Any cooling system on an ICE (Internal Combustion Engine) will have an operating range engineered in to match it’s intended usage. This means a coldest and hottest ambient temp that the thermostat will maintain coolant temps in the ideal range. In the case of a B series Miata with the OEM  ECU, this is about 185-220° f coolant temps from about 20° to 95° ambient in normal street driving. In some marine, industrial and aircraft applications, the radiator may have shutters or variable intakes that reduce airflow to the radiator to increase the operating range. The common variant of this technique is a thermostatically controlled engine driven fan or electric motor driven fan. Another method is an EWP (Electric Water Pump). As coolant velocity through the system has a direct effect on heat rejection, varying pump D/C (Duty Cycle) in conjunction with a mechanical thermostat can also increase operating range. The effectiveness of fans diminishes rapidly with road speed. As speed increases, the volume of air being shoved through the radiator is far greater than any fan can generate. Fans do their best work at low speeds like city traffic or auto-x. This is why race cars don’t have radiator fans.
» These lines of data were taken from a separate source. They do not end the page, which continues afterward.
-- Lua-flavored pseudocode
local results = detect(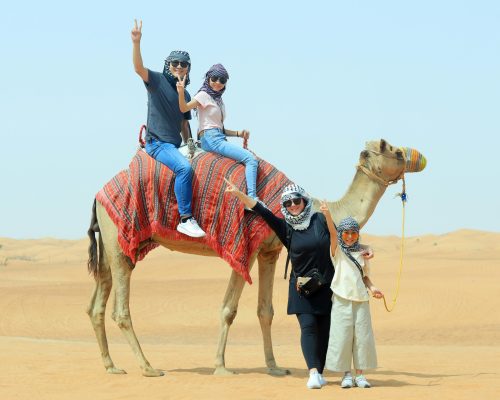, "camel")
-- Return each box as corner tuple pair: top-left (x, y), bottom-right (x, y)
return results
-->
(87, 139), (426, 377)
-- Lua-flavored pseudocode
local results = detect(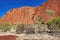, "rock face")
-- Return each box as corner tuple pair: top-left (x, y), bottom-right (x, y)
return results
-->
(0, 0), (60, 24)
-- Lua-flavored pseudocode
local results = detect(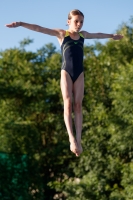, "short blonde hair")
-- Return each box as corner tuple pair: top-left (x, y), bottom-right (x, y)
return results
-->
(68, 9), (84, 19)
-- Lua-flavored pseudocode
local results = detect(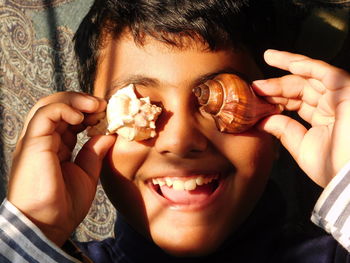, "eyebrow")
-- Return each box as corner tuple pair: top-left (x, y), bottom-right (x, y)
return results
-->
(105, 67), (251, 99)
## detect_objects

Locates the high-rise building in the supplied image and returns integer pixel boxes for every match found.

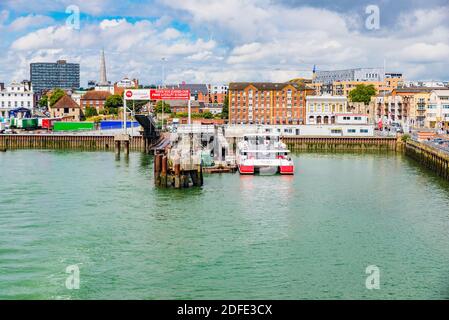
[229,82,315,124]
[30,60,80,94]
[98,50,110,87]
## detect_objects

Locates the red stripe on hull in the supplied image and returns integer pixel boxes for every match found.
[279,166,295,174]
[239,165,254,174]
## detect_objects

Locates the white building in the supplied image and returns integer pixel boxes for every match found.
[115,77,139,88]
[306,95,348,124]
[335,113,369,125]
[425,90,449,129]
[0,81,34,118]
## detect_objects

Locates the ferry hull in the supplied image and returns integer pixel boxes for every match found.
[239,165,254,174]
[279,166,295,175]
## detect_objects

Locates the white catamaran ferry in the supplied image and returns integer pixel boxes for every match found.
[236,133,294,175]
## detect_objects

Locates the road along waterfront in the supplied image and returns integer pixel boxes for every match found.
[0,150,449,299]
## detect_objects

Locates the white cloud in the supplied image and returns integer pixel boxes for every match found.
[100,19,126,30]
[0,0,449,83]
[8,14,54,32]
[0,10,9,25]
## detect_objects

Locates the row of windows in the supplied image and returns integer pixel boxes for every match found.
[331,129,368,134]
[1,93,31,97]
[1,101,31,108]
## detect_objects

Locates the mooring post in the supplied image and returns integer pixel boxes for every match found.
[124,140,129,156]
[154,154,162,186]
[161,155,167,188]
[174,163,181,189]
[114,140,120,156]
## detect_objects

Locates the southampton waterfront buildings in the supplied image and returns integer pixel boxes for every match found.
[0,81,34,117]
[229,82,314,125]
[30,60,80,94]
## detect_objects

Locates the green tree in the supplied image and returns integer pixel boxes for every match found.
[84,106,98,118]
[39,94,48,109]
[50,88,65,107]
[154,101,171,113]
[104,94,123,114]
[349,84,376,105]
[221,95,229,119]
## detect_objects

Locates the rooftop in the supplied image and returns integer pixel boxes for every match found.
[229,82,314,90]
[50,95,80,109]
[81,90,111,100]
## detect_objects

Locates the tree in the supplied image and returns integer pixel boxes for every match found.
[154,101,171,113]
[104,94,123,114]
[221,95,229,119]
[349,84,376,105]
[84,106,98,118]
[50,88,65,107]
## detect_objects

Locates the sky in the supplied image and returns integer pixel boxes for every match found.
[0,0,449,86]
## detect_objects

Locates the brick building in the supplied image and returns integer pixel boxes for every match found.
[229,82,315,124]
[80,90,111,112]
[50,95,83,121]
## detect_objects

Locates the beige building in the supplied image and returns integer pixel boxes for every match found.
[425,89,449,130]
[50,95,82,121]
[306,95,348,124]
[348,100,377,124]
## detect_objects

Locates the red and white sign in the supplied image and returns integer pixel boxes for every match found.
[124,89,150,100]
[150,89,190,100]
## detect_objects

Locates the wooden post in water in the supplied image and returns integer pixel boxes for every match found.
[124,140,129,156]
[161,155,167,188]
[174,163,181,189]
[154,154,162,187]
[114,140,120,156]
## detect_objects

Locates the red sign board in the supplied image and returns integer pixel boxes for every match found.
[150,89,190,100]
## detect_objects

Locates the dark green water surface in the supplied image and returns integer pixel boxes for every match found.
[0,151,449,299]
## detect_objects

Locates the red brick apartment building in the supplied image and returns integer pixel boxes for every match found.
[80,90,111,112]
[229,82,315,124]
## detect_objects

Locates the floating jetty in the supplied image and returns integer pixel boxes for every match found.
[154,125,236,188]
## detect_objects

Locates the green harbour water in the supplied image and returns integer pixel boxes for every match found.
[0,150,449,299]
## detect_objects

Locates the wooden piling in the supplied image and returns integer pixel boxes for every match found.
[160,155,167,188]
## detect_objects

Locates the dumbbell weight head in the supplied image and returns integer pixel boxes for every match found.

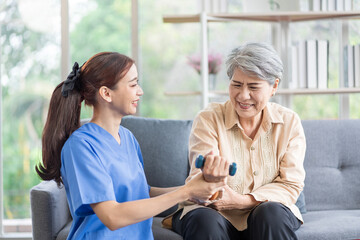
[195,155,237,176]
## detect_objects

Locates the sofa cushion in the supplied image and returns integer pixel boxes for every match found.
[302,119,360,211]
[296,210,360,240]
[121,116,192,217]
[30,181,71,239]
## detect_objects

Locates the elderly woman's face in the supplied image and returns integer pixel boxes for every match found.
[229,69,279,120]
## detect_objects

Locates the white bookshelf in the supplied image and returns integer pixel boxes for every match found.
[163,11,360,107]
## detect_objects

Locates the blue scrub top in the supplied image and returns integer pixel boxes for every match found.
[61,123,154,240]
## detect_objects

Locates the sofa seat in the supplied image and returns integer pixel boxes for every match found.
[296,209,360,240]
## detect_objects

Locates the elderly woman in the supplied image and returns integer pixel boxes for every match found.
[172,43,306,240]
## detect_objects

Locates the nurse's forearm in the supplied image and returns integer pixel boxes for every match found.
[91,186,190,230]
[150,187,179,197]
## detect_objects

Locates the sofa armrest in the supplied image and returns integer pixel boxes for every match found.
[30,181,71,240]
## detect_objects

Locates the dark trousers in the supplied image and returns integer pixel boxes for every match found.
[172,202,301,240]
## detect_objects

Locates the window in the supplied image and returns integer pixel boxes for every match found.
[0,0,60,234]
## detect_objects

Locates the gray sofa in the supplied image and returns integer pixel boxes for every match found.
[30,117,360,240]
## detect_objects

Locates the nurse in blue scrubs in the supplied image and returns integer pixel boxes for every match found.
[36,52,229,240]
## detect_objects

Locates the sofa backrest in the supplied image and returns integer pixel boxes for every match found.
[302,119,360,211]
[121,117,192,187]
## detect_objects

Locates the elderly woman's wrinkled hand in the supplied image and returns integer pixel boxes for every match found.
[202,152,230,182]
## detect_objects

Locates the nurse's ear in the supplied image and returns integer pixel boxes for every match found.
[99,86,112,102]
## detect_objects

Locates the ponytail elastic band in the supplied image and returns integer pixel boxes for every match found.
[61,62,81,97]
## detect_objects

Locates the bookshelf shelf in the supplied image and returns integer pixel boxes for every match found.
[163,11,360,23]
[163,11,360,115]
[165,88,360,97]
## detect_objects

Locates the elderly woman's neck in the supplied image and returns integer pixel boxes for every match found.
[239,111,263,140]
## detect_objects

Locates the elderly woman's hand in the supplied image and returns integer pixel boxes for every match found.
[208,185,260,211]
[202,151,230,182]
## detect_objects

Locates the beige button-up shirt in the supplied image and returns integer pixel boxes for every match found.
[181,101,306,231]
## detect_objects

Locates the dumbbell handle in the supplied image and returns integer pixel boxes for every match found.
[195,155,237,200]
[195,155,237,176]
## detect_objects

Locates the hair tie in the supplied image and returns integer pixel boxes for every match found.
[61,62,81,97]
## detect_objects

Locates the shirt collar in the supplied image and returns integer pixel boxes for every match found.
[225,100,284,130]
As OEM systems are designed for the OEM power level and duty cycle, not 2x the power and full throttle at max RPM for 20 minutes in 100° heat, we need to augment the cooling system thermal capacity. Of course each modification means the low end of the OEM operating range is bumped up roughly the same amount. The result is the potential for your highly modified Miata cooling system with 2-3x the thermal capacity of OEM, to not be able to reduce heat rejection enough in cold weather to allow the engine to reach optimum operating temperature. This may require cold weather adjustments such as adding more anti-freeze, blocking hood vents, blocking off part of the radiator or engineering an EWP system to replace the OEM water pump. If your cooling system is highly modified, monitor your coolant temps in cold weather.